The decision around anyone on benefits receiving no more than the average household. This sounds ‘fair’ but what about the fact that being disabled costs more. I need to buy expensive electric wheelchairs every 5 years, if I go on holiday I require an accessible vehicle which costs more and I have to buy more antibiotics in the winter with my chest infections. So if I did not work, earned the ‘average households’ income in benefits, but needed the above – is this fair?

A last fleeting thought was around transport changes and a greener Britain. I couldn’t see any real initiatives to improve the infrastructure for wheelchair users, more details may be needed. However with this green agenda, which I fully support, there is a flaw. Disabled people often cannot access public transport. I can only use 1 in 3 tube stops in my home city of London.
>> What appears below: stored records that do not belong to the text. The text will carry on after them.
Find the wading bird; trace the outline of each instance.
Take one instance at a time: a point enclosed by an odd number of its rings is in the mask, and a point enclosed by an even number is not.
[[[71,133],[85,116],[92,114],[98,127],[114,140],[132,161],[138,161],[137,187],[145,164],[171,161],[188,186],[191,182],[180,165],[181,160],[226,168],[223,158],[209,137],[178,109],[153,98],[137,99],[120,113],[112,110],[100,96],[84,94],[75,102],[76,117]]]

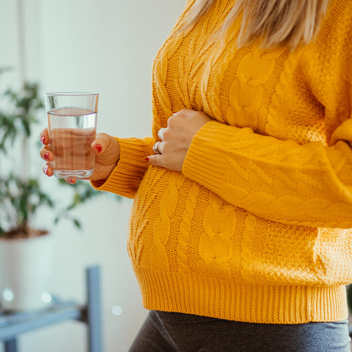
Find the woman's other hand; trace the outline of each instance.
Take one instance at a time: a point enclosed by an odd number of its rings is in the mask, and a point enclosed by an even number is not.
[[[53,170],[51,162],[55,156],[50,150],[48,128],[45,128],[39,135],[40,141],[43,144],[40,150],[40,157],[46,162],[43,166],[43,172],[48,176],[53,176]],[[106,179],[109,176],[120,158],[120,145],[117,140],[106,133],[98,133],[95,140],[90,145],[92,152],[95,156],[94,168],[92,175],[83,179],[92,180]],[[65,178],[69,183],[76,183],[74,177]]]
[[[169,118],[167,127],[160,128],[158,134],[162,141],[158,145],[161,154],[147,157],[147,161],[152,165],[181,172],[194,136],[203,124],[212,121],[204,112],[192,109],[174,114]]]

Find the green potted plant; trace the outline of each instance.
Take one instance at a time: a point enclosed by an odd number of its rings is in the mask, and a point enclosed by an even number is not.
[[[19,92],[7,89],[2,94],[0,106],[5,107],[0,109],[0,302],[5,310],[51,304],[53,237],[47,229],[32,226],[31,220],[36,212],[48,207],[54,211],[53,226],[65,218],[80,228],[79,219],[70,211],[103,193],[87,182],[69,185],[58,179],[58,187],[70,187],[72,195],[68,204],[60,207],[57,205],[62,203],[61,200],[55,202],[37,180],[42,176],[40,167],[37,174],[29,175],[31,130],[38,122],[38,114],[44,112],[38,90],[37,84],[27,83]],[[12,150],[21,151],[18,165],[14,165]],[[39,161],[38,154],[35,159]]]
So in not using public transport I have a carbon footprint (wheelprint if you like) higher than the average person. So all in all being a disabled person could make me feel a drain on public funds and like a polluting maniac.
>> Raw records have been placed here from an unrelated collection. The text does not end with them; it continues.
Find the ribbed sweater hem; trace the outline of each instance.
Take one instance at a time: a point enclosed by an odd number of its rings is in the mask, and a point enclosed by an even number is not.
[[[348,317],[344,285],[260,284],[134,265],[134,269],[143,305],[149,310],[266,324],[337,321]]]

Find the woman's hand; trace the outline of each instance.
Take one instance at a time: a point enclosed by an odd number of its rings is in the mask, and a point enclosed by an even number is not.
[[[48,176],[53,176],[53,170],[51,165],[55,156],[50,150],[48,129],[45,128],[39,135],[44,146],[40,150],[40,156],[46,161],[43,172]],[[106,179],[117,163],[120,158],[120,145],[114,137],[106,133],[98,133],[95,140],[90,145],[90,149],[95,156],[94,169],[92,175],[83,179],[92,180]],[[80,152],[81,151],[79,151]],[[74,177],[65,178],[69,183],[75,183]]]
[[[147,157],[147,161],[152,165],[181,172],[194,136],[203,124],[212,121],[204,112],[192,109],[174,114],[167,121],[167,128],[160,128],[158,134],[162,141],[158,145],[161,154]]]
Fortunately I know I am none of the above. I am also aware I am looking at the examples to highlight where the decisions today were wrong. The fact is the deficit does need reducing eventually and the decisions could have been worse. A governments worse constraint is that of being in power as they cannot please everyone. The reason I have sensationalised some of the above is  because it is easy to agree with their comments on stopping benefit cheats. The problem is how to stop them without mistakes and adding stress to those who genuinely do need support. There is 2 sides to every coin and I am trying to communicate the other side to Mr O.

I believe with a little investment in myself and other disabled people the future is less expensive and better for the economy. As a supported, happy and understood person I thrive. As an unsupported, unhappy and misunderstood person I am less healthy in body and mind. This costs more to the public purse. When governments realise investment in disabled people, job creation and infrastructure pays off in their own arenas, the deficit will be a problem solved in the longer run anyway, but with less pain on those who least deserve it.
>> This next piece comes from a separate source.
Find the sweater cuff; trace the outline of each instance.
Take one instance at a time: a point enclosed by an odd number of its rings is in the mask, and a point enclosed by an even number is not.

Also I have been busy and preoccupied this week with my annual sleep study. To some extent I could say “please see blog from 1 year ago” to explain my night last night. I will not repeat the overriding events that occur at every sleep study. However I was a bit nervous because after last year I had the worst winter ever health wise. I have been fretting that the study may reveal a deterioration in my general breathing overnight etc. I am happy to say after some tests and chats with the doctor there has been no longer lasting effects. I do need to return in December to try out a cough assist machine. This will help my weaker cough move any infection from a normal winter cold. So with no long term effects and some technology to help ‘if’ I have a bad winter this year, I am feeling brighter and relieved. They also said that I can use the machine at home next year. This may mean I actually get some proper sleep too for the study.

The hospital trip did unfortunately impact on the talk I was due to deliver tonight for the local council. Despite my intent on putting health first, I still endeavour to never let people down. I know they understood the reasons but I was looking forward to doing this tonight – c’est la vie. I will make the next one the best ever!

So other than sleep studies and missed talks I enjoyed the spurs game last Wednesday, stayed in Thursday through to Sunday. However Saturday night a friend from secondary school visited who I hadn’t seen in many years – was good to catch up. So Monday I drove back to mums and worked at home yesterday and today around the overnight hospital trip. Got back just in time for the new series of the apprentice. Highlight – “my first name wasn’t mummy, but ‘money’!” Was that for real?